Melalui perbandingan, Anda berharap akan berkembang, tumbuh, menjadi tambah
inteligen, tambah cantik. Tetapi benarkah demikian? Faktanya ialah bahwa Anda
seperti ini, dan dengan jalan memperbandingkan, Anda memecah-belah fakta itu,
yang merupakan pembuangan energi yang sia-sia. Melihat diri Anda sebagaimana
adanya tanpa pembandingan sedikitpun, memberikan Anda energi yang sangat besar
untuk melihat. Bila Anda dapat mengamati diri Anda sendiri tanpa pembandingan,
Anda berdiri di luar pembandingan, yang tidaklah berarti bahwa batin mandek
dalam kepuasan. Jadi kita pada hakekatnya telah melihat bagaimana cara batin
menyia-nyiakan energi yang begitu penting artinya untuk memahami keseluruhan
hidup.
Aku
tak ingin tahu dengan siapa aku bertentangan; aku tidak ingin tahu
pertentangan-pertentangan dangkal yang terjadi dalam hidupku. Yang ingin
kuketahui ialah mengapa konflik itu perlu ada. Bila kuajukan pertanyaan itu
kepada diriku sendiri, aku melihat suatu persoalan pokok yang samasekali tak
ada kaitannya dengan konflik-konflik dangkal beserta pemecahannya. Perhatianku
ialah pada persoalan pokok, dan aku melihat - mungkin Anda pun melihat? - bahwa
jika tidak cukup dipahami, sifat keinginan itu pasti menuju kepada konflik.
Keinginan
selalu dalam pertentangan. Aku menginginkan hal-hal yang bertentangan - itu
tidak berarti bahwa aku harus menghancurkan keinginan, menekan, mengontrol atau
menggantikannya dengan keinginan yang lebih halus - aku sekedar melihat bahwa
keinginan itu sendiri mengandung pertentangan. Bukannya objek-objek keinginan,
melainkan sifat keinginan itu sendirilah yang mengandung pertentangan. Dan aku harus
mengerti sifat keinginan itu sebelum aku bisa mengerti konflik. Batin kita
dalam keadaan bertentangan, dan keadaan bertentangan itu telah ditimbulkan oleh
keinginan-keinginan, yaitu pengejaran kenikmatan dan pengelakan penderitaan,
yang telah kita selidiki sebelum ini.
Demikianlah
kita melihat keinginan sebagai akar dari semua kontradiksi - menginginkan
sesuatu dan tidak menginginkannya – suatu aktivitas yang dualistik. Bila kita
berbuat sesuatu yang menyenangkan, maka dalam hal itu tidaklah tampak usaha
sedikitpun, bukankah begitu? Tetapi kenikmatan membawa kepedihan, lalu
timbullah perjuangan untuk menghindari kepedihan ini, dan itupun suatu
pemborosan energi. Mengapa tindakan kita dualistik? Sudah tentu bahwa di alam
ada dualitas - pria dan wanita, cahaya dan bayangan, malam dan siang - tetapi
di batin kita, psikologis, mengapa dualitas itu ada? Pikirkanlah hal ini
bersamaku, jangan menunggu aku memberitahu Anda. Anda harus melatih batin Anda sendiri
untuk mengetahui. Kata-kataku hanya sebuah cermin bagi Anda untuk mengobservasi
diri Anda sendiri. Mengapa ada dualitas dalam kehidupan batin kita? Apakah itu
karena kita telah dididik untuk selalu memperbandingkan "yang ada"

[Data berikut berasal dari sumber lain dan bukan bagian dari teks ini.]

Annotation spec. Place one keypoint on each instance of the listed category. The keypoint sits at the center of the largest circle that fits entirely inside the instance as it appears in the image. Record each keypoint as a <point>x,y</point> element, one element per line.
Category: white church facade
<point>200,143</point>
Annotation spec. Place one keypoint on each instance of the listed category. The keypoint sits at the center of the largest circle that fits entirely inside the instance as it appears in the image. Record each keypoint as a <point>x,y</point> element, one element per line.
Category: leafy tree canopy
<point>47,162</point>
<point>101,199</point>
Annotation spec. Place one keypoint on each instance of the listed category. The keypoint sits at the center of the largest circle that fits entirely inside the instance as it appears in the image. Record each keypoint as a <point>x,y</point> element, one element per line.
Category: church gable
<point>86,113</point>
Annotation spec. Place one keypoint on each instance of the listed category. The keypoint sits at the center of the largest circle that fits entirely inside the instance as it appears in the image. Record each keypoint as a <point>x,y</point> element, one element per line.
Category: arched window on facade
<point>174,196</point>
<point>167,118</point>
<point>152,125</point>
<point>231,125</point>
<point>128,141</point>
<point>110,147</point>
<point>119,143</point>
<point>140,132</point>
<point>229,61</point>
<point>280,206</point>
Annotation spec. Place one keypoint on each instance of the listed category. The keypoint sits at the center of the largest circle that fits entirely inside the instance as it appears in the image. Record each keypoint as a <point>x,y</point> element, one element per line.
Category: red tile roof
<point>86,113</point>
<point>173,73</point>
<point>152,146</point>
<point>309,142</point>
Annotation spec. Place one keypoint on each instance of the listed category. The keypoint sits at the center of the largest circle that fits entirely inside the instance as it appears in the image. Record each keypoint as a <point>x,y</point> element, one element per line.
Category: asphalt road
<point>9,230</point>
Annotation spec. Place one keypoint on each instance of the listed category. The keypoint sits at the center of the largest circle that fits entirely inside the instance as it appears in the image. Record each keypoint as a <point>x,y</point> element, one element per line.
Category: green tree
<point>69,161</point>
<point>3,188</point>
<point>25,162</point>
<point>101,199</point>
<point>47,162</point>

dengan "yang seharusnya ada?" Kita telah terkondisi oleh apa yang
benar dan apa yang salah, apa yang baik dan apa yang buruk, apa yang bersifat
moral dan apa yang bersifat immoral. Apakah dualitas ini timbul karena kita
percaya bahwa berpikir tentang kebalikan dari kekerasan, kebalikan dari iri
hati, kecemburuan, kebusukan hati, akan dapat melepaskan kita dari hal-hal itu?
Apakah kita menggunakan kebalikan dari sesuatu itu sebagai sebuah pengungkit
untuk melepaskan diri dari keadaan yang ada? Ataukah itu suatu pelarian dari keadaan
sesungguhnya?
Apakah
Anda menggunakan kebalikan dari sesuatu itu sebagai alat untuk menghindar dari
keadaan aktual yang Anda tak tahu bagaimana menghadapinya? Ataukah itu karena
Anda telah diberitahu oleh ribuan tahun propaganda, bahwa Anda harus mempunyai
sebuah cita-cita – yaitu kebalikan dari "yang kini ada" - supaya Anda
dapat mengatasi keadaan sekarang? Bila Anda mempunyai sebuah ideal, Anda
mengira bahwa citacita itu dapat membuang "yang ada", tetapi hal itu
tak pernah terjadi. Anda mungkin berkhotbah tentang non kekerasan sepanjang
sisa hidup Anda sembari menyebarkan benih-benih kekerasan.
Anda
mempunyai konsep tentang bagaimana seharusnya Anda dan bagiamana seharusnya
Anda bertindak, dan selama itu tindakan Anda sebetulnya lain samasekali; jadi
Anda melihat bahwa prinsip, kepercayaan dan cita-cita tidak bisa tidak menuju
pada kemunafikan dan kepada suatu kehidupan yang tidak jujur. Cita-cita itulah
yang menciptakan kebalikan dari yang ada, jadi bila Anda tahu bagaimana hidup
dengan "yang ada", maka kebalikan itu tidaklah perlu.